There is evidence that our instinct to divide humanity into ‘us’ versus ‘them’ is genetically ingrained. But while a tribal mentality may explain, it does not excuse letting such thinking influence policy. It may have been appropriate when a few million primitive hunter-gatherers roamed the planet, but is dysfunctional when more than seven billion individuals share the globe, a tiny minority of which is able to exterminate most, if not all the others. The idea that ‘we’ are a group of unique individuals, while ‘they’ are a homogeneous mass with common faults is simply nonsense. Effective global governance cannot be based on denigrating or demonizing others based solely on lines drawn on maps, religion, race, ideology or any other generalization. The crew of Spaceship Earth needs to stop arguing about who is best, or who is responsible for letting the oceanic life-support system degenerate, and start thinking like global citizens. The maritime community is better placed than most to set the example.

Conclusion

Generations in the developed world have enjoyed unprecedented affluence, safety, and security since the end of World War Two, and even most of the world’s poorest societies are materially better off in absolute terms, if not relatively.
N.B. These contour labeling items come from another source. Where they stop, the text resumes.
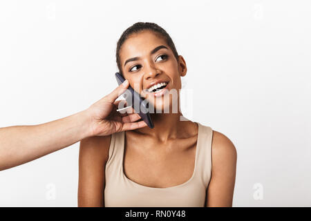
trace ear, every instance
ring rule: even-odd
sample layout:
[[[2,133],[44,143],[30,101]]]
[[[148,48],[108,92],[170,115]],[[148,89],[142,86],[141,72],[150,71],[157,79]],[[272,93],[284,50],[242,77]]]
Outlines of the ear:
[[[178,56],[178,60],[177,61],[178,62],[179,73],[181,77],[184,77],[187,74],[186,61],[185,61],[184,58],[181,55]]]

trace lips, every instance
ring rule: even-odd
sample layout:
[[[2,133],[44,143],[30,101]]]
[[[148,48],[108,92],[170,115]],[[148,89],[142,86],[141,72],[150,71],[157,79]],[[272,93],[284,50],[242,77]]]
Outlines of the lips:
[[[153,92],[153,91],[149,92],[147,89],[145,89],[146,95],[149,95],[149,96],[152,96],[152,97],[161,97],[163,95],[166,94],[169,90],[168,88],[169,88],[169,81],[167,81],[165,83],[167,83],[167,85],[165,86],[164,88],[160,89],[159,90],[156,90],[155,92]]]
[[[144,88],[144,90],[148,90],[148,89],[150,88],[151,87],[152,87],[153,86],[156,85],[156,84],[160,84],[160,83],[166,83],[167,85],[167,84],[169,84],[169,81],[166,81],[166,80],[158,80],[158,81],[153,81],[153,82],[151,83],[149,85],[148,85],[148,86]]]

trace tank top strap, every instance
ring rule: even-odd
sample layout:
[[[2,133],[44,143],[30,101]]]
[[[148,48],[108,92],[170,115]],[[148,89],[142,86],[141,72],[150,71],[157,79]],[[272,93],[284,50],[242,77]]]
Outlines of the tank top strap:
[[[196,163],[197,175],[207,187],[211,174],[211,140],[213,130],[198,122],[197,146],[198,158]]]

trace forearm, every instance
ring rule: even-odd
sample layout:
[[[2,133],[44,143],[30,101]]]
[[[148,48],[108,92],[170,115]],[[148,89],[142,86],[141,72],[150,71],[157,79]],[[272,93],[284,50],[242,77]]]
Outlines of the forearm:
[[[0,171],[68,146],[91,135],[86,110],[50,122],[0,128]]]

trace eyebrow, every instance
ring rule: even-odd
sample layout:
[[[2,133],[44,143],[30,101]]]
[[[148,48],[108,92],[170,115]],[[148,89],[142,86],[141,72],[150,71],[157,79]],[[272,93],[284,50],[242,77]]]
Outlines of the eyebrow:
[[[151,51],[150,52],[150,55],[153,55],[153,54],[156,53],[157,51],[158,51],[158,50],[159,50],[160,49],[161,49],[161,48],[167,48],[167,49],[169,49],[169,48],[167,48],[167,46],[158,46],[158,47],[156,47],[156,48],[154,48],[153,50],[151,50]],[[137,60],[138,60],[139,59],[140,59],[139,57],[132,57],[132,58],[128,59],[125,61],[125,63],[124,63],[124,66],[126,65],[126,63],[127,63],[127,62],[133,61],[137,61]]]

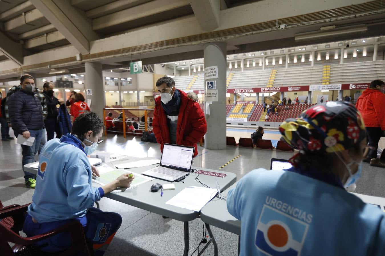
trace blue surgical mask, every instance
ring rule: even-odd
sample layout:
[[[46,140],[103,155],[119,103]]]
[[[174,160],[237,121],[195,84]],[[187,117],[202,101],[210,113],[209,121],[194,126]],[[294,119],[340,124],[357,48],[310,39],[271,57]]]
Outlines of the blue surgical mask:
[[[83,142],[82,142],[82,143],[84,145],[84,151],[85,152],[85,154],[87,155],[89,155],[95,152],[95,150],[97,149],[97,146],[99,144],[97,142],[93,142],[92,141],[90,141],[86,139],[85,139],[84,140],[92,144],[92,145],[90,146],[87,146],[85,144],[83,143]]]
[[[352,170],[350,169],[350,166],[353,164],[358,164],[358,169],[356,173],[354,174],[352,174]],[[361,172],[362,172],[362,161],[357,162],[356,161],[353,161],[346,165],[348,171],[349,172],[349,178],[345,182],[345,184],[343,186],[345,188],[347,188],[350,185],[354,184],[361,177]]]

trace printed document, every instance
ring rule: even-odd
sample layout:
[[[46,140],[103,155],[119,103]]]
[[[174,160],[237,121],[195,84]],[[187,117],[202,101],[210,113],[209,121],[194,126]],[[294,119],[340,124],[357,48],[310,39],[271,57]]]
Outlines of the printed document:
[[[188,187],[166,202],[168,205],[199,211],[218,193],[216,188]]]

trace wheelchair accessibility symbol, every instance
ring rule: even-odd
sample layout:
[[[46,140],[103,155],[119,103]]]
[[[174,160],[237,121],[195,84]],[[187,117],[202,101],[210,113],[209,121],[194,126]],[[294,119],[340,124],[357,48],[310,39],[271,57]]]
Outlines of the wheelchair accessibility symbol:
[[[216,89],[216,81],[208,81],[206,82],[206,88],[208,89]]]

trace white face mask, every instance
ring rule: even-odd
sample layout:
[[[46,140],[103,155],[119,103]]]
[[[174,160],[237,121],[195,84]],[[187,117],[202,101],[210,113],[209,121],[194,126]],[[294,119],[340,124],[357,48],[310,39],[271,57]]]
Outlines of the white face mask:
[[[172,98],[172,96],[170,94],[172,91],[171,89],[169,92],[162,92],[161,93],[161,99],[162,102],[164,104],[167,104]]]
[[[84,151],[85,152],[85,154],[87,155],[89,155],[91,154],[92,154],[95,152],[95,150],[97,148],[97,146],[98,144],[97,142],[93,142],[92,141],[90,141],[86,139],[84,139],[85,140],[87,140],[90,143],[92,143],[92,145],[90,146],[87,146],[85,144],[84,144],[83,142],[81,142],[84,145]]]

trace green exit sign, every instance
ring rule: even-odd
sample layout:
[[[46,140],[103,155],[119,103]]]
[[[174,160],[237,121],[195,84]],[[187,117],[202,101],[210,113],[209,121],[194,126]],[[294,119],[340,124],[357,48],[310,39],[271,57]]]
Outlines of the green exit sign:
[[[142,61],[130,63],[130,74],[142,74]]]

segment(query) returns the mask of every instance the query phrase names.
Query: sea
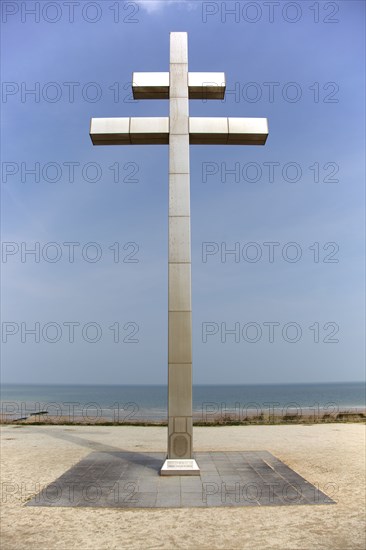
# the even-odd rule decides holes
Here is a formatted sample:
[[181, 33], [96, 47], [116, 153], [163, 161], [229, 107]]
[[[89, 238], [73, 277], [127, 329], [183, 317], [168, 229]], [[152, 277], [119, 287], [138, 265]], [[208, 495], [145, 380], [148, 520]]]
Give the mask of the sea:
[[[364, 382], [258, 385], [194, 385], [193, 417], [210, 421], [229, 415], [336, 414], [364, 412]], [[40, 412], [67, 421], [114, 422], [167, 419], [166, 385], [3, 384], [1, 415], [9, 420]]]

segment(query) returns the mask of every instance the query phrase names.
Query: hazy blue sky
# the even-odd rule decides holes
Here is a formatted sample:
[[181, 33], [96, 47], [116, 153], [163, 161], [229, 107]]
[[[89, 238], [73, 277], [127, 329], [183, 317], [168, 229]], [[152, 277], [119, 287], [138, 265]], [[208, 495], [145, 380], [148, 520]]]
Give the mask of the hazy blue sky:
[[88, 133], [168, 116], [130, 82], [169, 70], [170, 31], [232, 92], [192, 116], [270, 128], [191, 147], [194, 382], [364, 378], [364, 7], [2, 2], [3, 382], [167, 380], [168, 147]]

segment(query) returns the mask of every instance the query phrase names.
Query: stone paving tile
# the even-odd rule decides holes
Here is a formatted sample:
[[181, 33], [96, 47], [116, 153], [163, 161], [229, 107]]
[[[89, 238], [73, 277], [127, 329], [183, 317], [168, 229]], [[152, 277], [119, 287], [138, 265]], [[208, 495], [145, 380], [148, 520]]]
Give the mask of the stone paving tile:
[[176, 508], [334, 504], [268, 451], [196, 453], [200, 476], [160, 476], [164, 453], [93, 452], [28, 506]]

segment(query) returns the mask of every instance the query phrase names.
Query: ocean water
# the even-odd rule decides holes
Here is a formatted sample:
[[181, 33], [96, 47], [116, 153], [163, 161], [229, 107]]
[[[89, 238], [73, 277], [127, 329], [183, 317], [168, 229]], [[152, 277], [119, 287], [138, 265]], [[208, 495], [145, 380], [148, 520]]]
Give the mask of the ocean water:
[[[49, 415], [89, 420], [164, 420], [167, 386], [18, 385], [3, 384], [2, 415], [21, 418], [48, 411]], [[196, 385], [193, 415], [209, 420], [230, 414], [324, 414], [366, 407], [362, 382], [271, 385]]]

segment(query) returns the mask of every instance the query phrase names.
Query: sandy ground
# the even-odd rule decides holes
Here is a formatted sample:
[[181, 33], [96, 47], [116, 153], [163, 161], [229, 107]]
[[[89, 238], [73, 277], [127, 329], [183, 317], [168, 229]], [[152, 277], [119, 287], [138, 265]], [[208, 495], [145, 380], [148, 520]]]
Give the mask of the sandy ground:
[[197, 451], [270, 451], [336, 505], [160, 510], [24, 503], [91, 451], [165, 451], [164, 427], [2, 426], [1, 431], [2, 550], [366, 548], [364, 425], [194, 429]]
But it is by no means certain this trend will continue. At the moment, the military threat to security is not so much inter-state war as localized conflict, along with the privatized violence lumped under the label of terrorism. Today, our enemies are not so much hostile states as the risks of misunderstanding, miscommunication, and misjudgment. Our physical security cannot be taken for granted, and is a collective responsibility in which we all have a role to play. It can never be absolute or guaranteed, but the risks can certainly be reduced and mitigated. To give Ronald Wright the last word, “If we fail—if we blow up or degrade the biosphere so it can no longer sustain us—nature will merely shrug and conclude that letting apes run the laboratory was fun for a while but in the end a bad idea.”11

1

J. Nye, “The Case for Deep Engagement,” Foreign Affairs 74, no. 4 (July/August 1995): 90–120, 96.

2

S. de Madariaga, Morning Without Noon: Memoirs (Saxon House, 1974), 48.

3

Address by Secretary-General Dag Hammarskjöld at University of California Convocation, Berkeley, California, Thursday, May 13, 1954, at 10:00 a.m. (Pacific Coast Time).

4

B.M. Jenkins, quoted in D. Saunders, “When Troubled Young Men Turn to Terror, Is It Ideology or Pathology?,” The Globe and Mail, 24 October 2014.

5

D. Gardiner, Risk (Toronto: McClelland & Stewart Ltd., 2008), 331.

6

R. Wright, What is America? A Short History of the New World Order (Toronto: Alfred A. Knopf, 2008), 180.

7

World Commission on Environment and Development, Our Common Future (Oxford: Oxford University Press, 1987), c 11, s. III-4.

8

E. Mann Borgese, The Oceanic Circle (Tokyo: UN University Press, 1998), 133.

9

J.G. Stoessinger, Why Nations Go to War (Boston: Bedford/St. Martin’s, 2001), 260.

10

For example, see E. Schlosser, Command and Control (New York: Penguin Books, 2013).

11

R. Wright, A Short History of Progress (Toronto: Anansi Press, 2004), 31.